Last year Hollingsworth won the Artlurker Writer’s Prize, which was made possible by a grant from the John S. and James L. Knight Foundation, and has since written for Artlurker.com, NO MAD Magazine, and, most recently, Art Papers. She has produced international art exhibitions, large-scale commissions, and exhibition catalogues. Oh, and, Hollingsworth is also the assistant director at the Dorsch Gallery.
1. List five things that inspire you.
- Dancing for the orishas
- Nice beats
- Maya Deren
- Haitian Kreyol
- The possibility of travel
2. What was your last big project?
After winning the Artlurker prize last summer, I was given the challenge of writing eight articles in eight weeks. I got a crash course not only in the Miami art scene but also in processing my experience of other peoples’ work quickly and precisely. Even though I believe, philosophically, that words are a powerful creative force, I had never considered writing as integral to visual art. I had always put words and images in separate categories. It was a surprise to learn that building conversation around visual work is as abstract as making something, and equally powerful in terms of bringing ideas into form.
3. What’s your next big project?
Generally I’m considering the space between dance and visual art, both visually and in writing. I’m also developing ideas for a workshop on Congolese and Yoruban dance and music that would bring guest teachers into Miami and highlight some of the incredible teachers living here.
4. Why do you do what you do?
It’s a simple search for truth and happiness.

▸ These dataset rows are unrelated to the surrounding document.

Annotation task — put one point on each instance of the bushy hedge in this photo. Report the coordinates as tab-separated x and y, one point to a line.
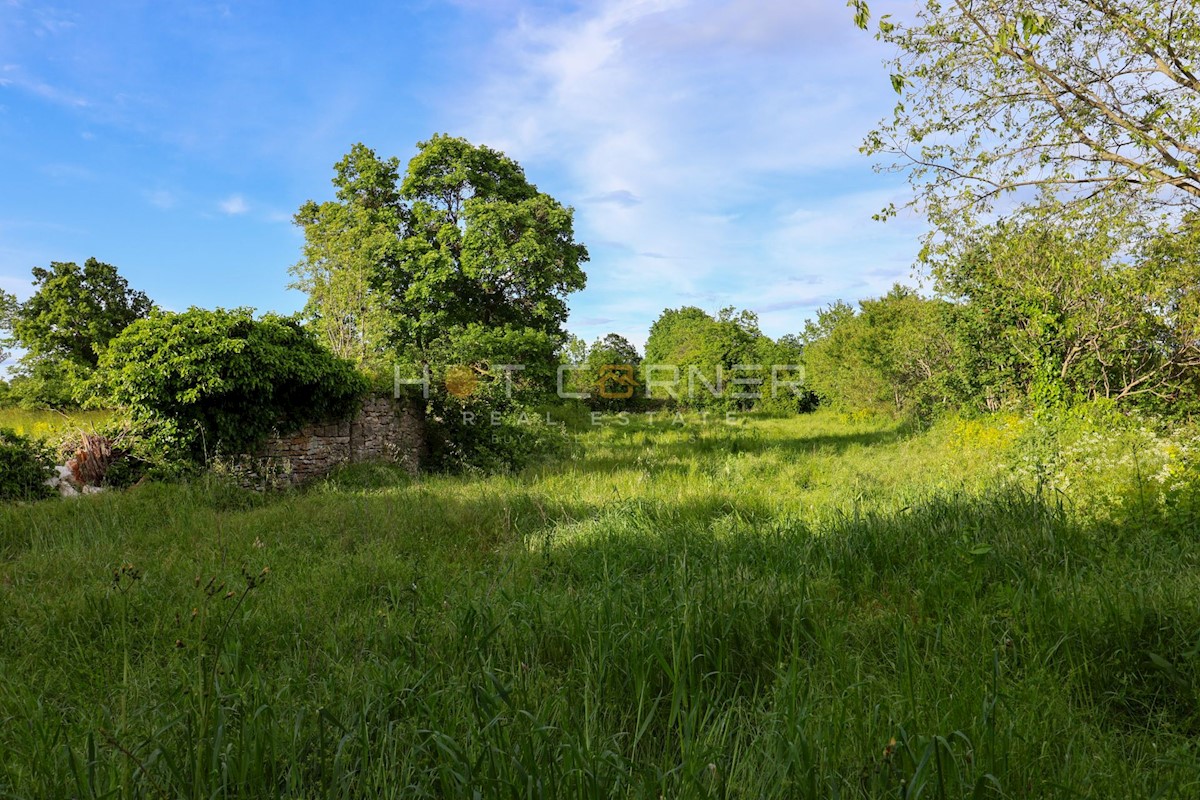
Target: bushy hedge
24	467
208	382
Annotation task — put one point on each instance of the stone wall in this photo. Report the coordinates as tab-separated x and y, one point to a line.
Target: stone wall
385	429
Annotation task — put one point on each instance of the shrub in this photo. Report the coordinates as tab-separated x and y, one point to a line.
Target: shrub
24	467
208	382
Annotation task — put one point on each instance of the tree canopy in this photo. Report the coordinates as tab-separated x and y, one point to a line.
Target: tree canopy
208	382
1069	96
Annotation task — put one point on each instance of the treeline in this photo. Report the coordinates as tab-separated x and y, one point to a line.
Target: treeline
1042	312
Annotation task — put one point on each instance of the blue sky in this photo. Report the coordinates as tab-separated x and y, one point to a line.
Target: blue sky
708	146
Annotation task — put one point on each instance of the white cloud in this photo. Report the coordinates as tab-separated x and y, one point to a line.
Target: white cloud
234	205
694	137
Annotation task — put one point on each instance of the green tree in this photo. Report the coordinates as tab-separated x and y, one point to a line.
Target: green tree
612	372
708	359
205	382
348	241
65	325
1063	310
483	246
469	268
897	355
1069	96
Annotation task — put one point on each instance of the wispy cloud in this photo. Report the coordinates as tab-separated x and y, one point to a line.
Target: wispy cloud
234	205
161	199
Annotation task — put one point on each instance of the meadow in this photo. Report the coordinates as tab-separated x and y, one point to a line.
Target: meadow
809	607
46	425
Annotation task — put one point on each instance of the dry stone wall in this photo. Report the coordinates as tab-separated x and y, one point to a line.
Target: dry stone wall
385	429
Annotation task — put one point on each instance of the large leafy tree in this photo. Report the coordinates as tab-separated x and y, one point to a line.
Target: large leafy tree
459	269
709	354
463	239
1068	96
483	246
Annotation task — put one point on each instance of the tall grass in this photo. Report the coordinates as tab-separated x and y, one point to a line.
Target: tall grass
791	608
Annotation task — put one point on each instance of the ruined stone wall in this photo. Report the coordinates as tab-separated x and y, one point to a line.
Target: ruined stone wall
385	429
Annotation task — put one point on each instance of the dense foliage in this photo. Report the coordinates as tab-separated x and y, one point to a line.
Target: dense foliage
65	326
1062	95
208	382
460	266
1053	308
811	607
721	364
897	355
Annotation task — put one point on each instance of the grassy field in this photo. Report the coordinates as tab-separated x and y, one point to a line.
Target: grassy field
810	607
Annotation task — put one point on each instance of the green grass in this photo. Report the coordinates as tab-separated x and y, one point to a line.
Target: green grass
45	425
787	608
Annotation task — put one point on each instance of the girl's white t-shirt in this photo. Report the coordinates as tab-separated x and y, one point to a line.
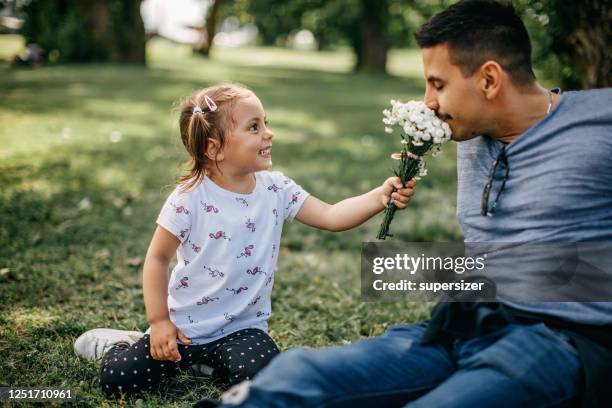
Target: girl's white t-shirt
223	278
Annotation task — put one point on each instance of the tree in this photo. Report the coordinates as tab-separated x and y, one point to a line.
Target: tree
210	28
369	27
85	31
572	40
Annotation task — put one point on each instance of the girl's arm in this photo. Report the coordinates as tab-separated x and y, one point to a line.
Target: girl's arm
155	287
354	211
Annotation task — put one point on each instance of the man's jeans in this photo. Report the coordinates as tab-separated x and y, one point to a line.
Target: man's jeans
517	366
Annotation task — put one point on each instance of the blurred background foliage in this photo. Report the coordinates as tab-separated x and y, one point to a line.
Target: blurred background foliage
572	40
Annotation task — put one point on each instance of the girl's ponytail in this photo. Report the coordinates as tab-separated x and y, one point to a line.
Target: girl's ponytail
204	116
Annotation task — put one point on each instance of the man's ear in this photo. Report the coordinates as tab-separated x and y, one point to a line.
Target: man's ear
491	79
214	151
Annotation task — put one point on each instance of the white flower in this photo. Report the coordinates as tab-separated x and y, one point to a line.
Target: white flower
418	124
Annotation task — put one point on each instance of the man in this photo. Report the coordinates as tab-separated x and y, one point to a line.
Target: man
551	180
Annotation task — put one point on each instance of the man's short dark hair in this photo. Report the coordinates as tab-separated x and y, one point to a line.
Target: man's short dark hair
477	31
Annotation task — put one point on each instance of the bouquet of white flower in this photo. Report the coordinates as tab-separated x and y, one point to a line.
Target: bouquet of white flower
421	130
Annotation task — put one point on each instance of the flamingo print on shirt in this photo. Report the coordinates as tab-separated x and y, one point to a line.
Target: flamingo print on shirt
214	272
294	198
209	208
275	212
194	247
206	300
273	188
255	271
218	235
180	209
247	251
183	283
237	291
250	225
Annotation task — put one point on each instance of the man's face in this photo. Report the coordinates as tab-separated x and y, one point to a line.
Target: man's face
455	99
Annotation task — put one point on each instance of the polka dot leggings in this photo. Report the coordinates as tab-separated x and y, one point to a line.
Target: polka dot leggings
234	358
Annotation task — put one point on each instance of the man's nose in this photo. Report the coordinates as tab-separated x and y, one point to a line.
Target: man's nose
431	101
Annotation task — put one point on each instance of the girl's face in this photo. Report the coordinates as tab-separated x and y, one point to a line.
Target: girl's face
248	147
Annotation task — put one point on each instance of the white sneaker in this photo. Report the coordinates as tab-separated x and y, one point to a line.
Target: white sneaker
92	344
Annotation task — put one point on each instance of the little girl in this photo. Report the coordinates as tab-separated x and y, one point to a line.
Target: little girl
224	222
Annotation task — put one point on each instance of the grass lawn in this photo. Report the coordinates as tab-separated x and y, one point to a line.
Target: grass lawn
88	154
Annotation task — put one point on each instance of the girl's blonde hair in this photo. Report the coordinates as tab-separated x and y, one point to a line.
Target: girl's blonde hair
206	123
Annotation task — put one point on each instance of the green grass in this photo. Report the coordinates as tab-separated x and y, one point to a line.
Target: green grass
75	207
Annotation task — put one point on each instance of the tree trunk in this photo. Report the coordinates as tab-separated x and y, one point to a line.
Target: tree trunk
583	37
370	42
210	28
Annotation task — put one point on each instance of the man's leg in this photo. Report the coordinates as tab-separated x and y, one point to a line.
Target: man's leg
384	372
527	366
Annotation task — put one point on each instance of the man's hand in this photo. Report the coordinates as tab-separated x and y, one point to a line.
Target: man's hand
163	341
402	196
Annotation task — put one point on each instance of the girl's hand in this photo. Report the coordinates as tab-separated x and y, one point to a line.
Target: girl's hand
163	341
402	196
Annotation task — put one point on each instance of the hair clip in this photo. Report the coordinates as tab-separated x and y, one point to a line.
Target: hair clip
211	104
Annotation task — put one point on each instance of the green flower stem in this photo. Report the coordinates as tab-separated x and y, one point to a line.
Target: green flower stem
408	169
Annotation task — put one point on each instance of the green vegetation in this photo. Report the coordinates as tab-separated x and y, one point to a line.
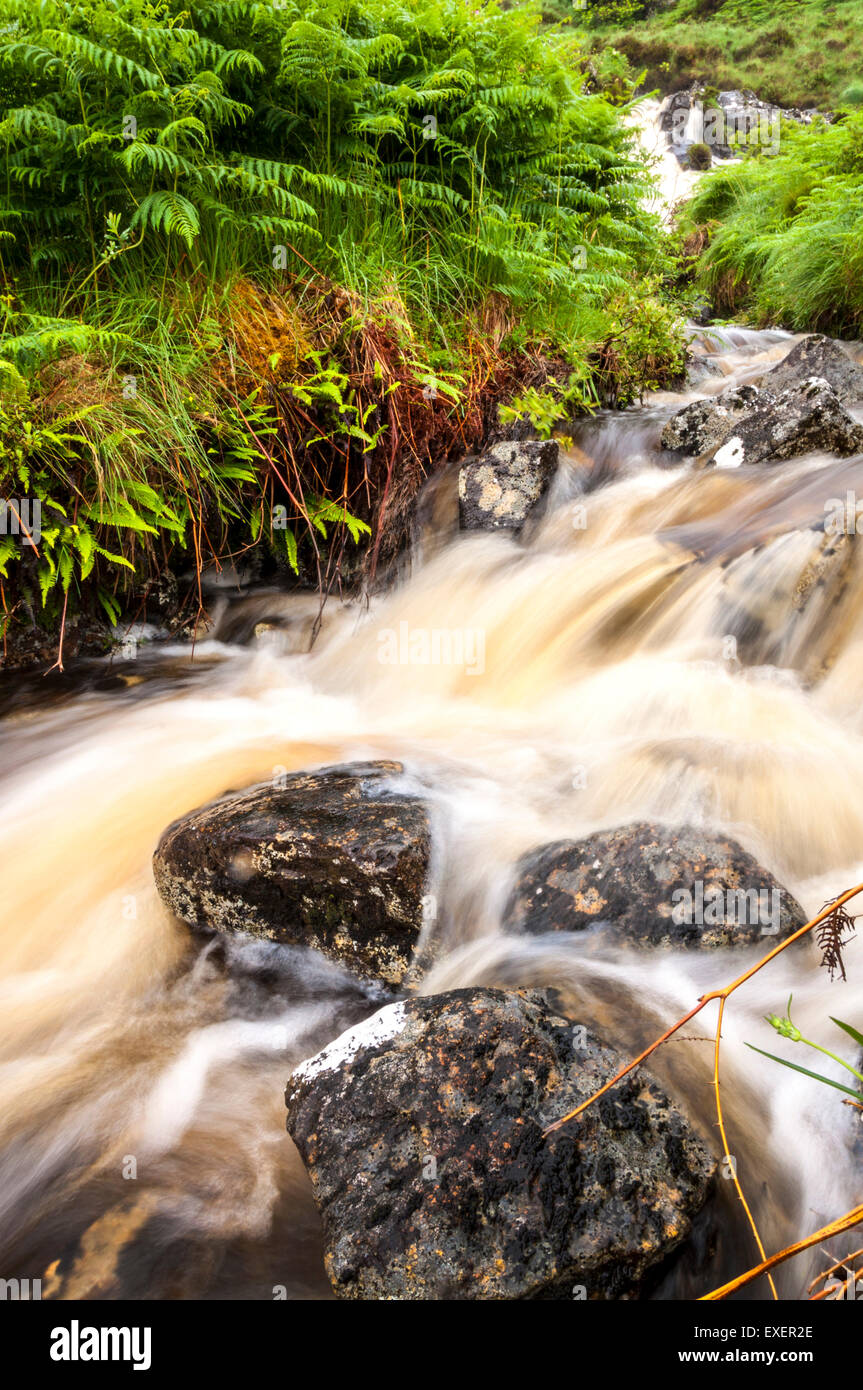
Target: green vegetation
790	52
266	266
784	232
787	1029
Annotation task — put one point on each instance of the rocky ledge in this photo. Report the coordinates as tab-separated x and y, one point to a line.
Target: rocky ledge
499	489
423	1134
334	859
798	407
649	886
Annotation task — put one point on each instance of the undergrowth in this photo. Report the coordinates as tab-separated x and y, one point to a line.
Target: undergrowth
783	235
267	266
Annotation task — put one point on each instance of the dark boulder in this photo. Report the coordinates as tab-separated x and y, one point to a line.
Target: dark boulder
746	424
819	356
499	489
651	886
705	424
335	859
423	1134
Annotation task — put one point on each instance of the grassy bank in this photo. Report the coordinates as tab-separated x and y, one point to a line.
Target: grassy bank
783	235
264	267
791	52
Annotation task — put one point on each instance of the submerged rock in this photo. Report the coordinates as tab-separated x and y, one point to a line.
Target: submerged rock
819	356
708	423
334	859
746	424
651	886
423	1134
500	488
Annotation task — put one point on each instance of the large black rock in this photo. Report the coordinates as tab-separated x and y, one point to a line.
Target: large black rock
652	887
819	356
423	1134
334	859
746	424
499	489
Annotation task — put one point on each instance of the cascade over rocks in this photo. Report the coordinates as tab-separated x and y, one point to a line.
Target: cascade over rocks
423	1134
500	488
334	859
751	424
651	886
698	114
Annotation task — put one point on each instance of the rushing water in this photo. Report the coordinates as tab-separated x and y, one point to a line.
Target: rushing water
603	688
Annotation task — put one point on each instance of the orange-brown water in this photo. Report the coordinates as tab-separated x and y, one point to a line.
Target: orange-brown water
660	647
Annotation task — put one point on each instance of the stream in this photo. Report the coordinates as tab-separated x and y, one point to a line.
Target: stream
655	649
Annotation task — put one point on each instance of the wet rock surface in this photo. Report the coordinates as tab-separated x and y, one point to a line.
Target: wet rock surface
726	120
499	489
334	859
819	356
651	886
423	1134
749	424
705	424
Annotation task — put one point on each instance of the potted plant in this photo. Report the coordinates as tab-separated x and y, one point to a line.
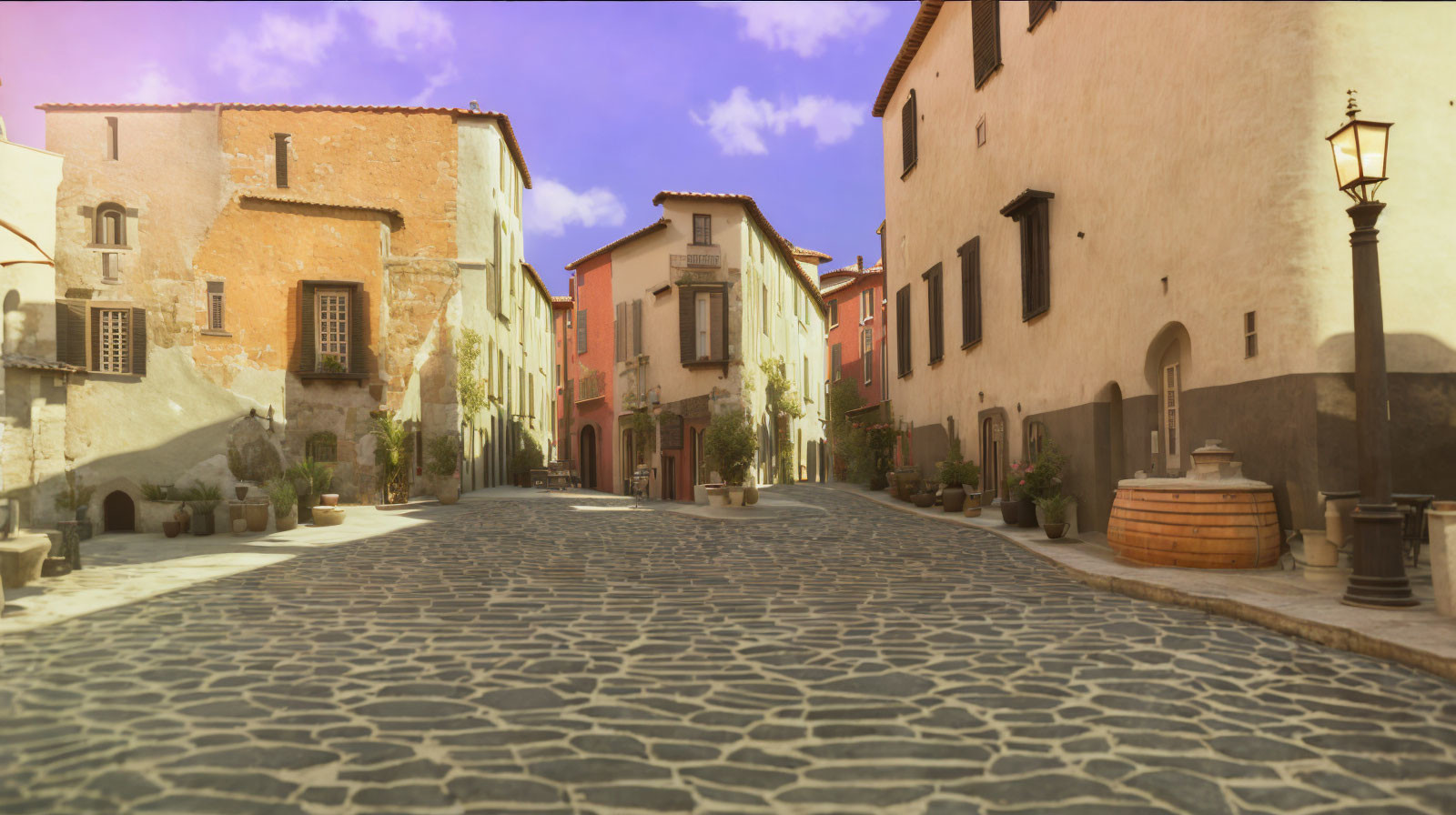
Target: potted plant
392	458
730	444
203	499
441	455
310	479
157	511
956	473
1055	514
925	498
284	499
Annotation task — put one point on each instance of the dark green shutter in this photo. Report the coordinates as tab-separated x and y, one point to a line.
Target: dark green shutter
70	334
308	335
138	342
359	331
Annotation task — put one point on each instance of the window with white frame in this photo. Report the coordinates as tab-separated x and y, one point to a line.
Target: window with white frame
334	329
114	342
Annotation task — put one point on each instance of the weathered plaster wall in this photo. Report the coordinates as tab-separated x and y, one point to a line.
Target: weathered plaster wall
1227	193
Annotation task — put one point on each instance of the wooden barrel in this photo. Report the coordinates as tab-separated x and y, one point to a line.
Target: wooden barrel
1201	528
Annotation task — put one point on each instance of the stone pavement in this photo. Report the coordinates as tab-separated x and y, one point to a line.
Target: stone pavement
545	657
1289	601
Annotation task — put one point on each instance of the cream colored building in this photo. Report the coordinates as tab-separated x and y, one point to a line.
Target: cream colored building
1117	226
33	382
261	280
703	300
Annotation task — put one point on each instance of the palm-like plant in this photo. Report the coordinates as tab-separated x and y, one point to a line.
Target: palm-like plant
392	456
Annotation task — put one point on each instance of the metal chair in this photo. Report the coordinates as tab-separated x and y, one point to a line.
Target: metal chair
1414	530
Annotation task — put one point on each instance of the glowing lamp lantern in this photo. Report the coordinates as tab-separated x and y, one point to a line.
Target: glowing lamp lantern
1360	149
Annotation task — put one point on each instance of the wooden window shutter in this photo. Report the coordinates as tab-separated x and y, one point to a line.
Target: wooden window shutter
138	342
637	327
718	337
94	360
985	38
281	157
688	324
907	133
621	332
308	334
70	334
1038	9
359	331
972	291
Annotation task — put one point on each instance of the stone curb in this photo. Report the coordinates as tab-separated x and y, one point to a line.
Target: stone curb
1303	628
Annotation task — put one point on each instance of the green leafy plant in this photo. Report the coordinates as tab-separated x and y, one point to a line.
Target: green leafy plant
203	498
783	404
153	492
441	453
310	478
730	444
281	494
956	470
1055	508
392	456
1043	475
75	495
470	389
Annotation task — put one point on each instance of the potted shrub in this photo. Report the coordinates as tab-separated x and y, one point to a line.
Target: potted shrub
925	497
284	499
956	473
730	444
440	462
1055	514
310	479
203	499
157	509
392	458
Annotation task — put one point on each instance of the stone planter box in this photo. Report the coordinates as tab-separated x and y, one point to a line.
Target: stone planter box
152	514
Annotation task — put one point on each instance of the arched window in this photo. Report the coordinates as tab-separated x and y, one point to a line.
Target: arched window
111	225
322	448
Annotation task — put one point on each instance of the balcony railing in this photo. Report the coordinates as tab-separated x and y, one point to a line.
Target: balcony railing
696	261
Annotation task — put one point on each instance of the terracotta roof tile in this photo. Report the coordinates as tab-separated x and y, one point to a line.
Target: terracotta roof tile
924	19
784	247
501	118
654	226
303	203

5. What’s something you want Miami to know about you? What’s something you don’t want Miami to know about you?
Most people in Miami know me in only one of my roles – a dancer, a writer, the assistant at Dorsch Gallery. I am all of them plus some I haven’t mentioned, and any work I do comes out of that complexity. I have no attachment to what form my creative work takes. My secret? I’ll always be a Brooklyn girl at heart.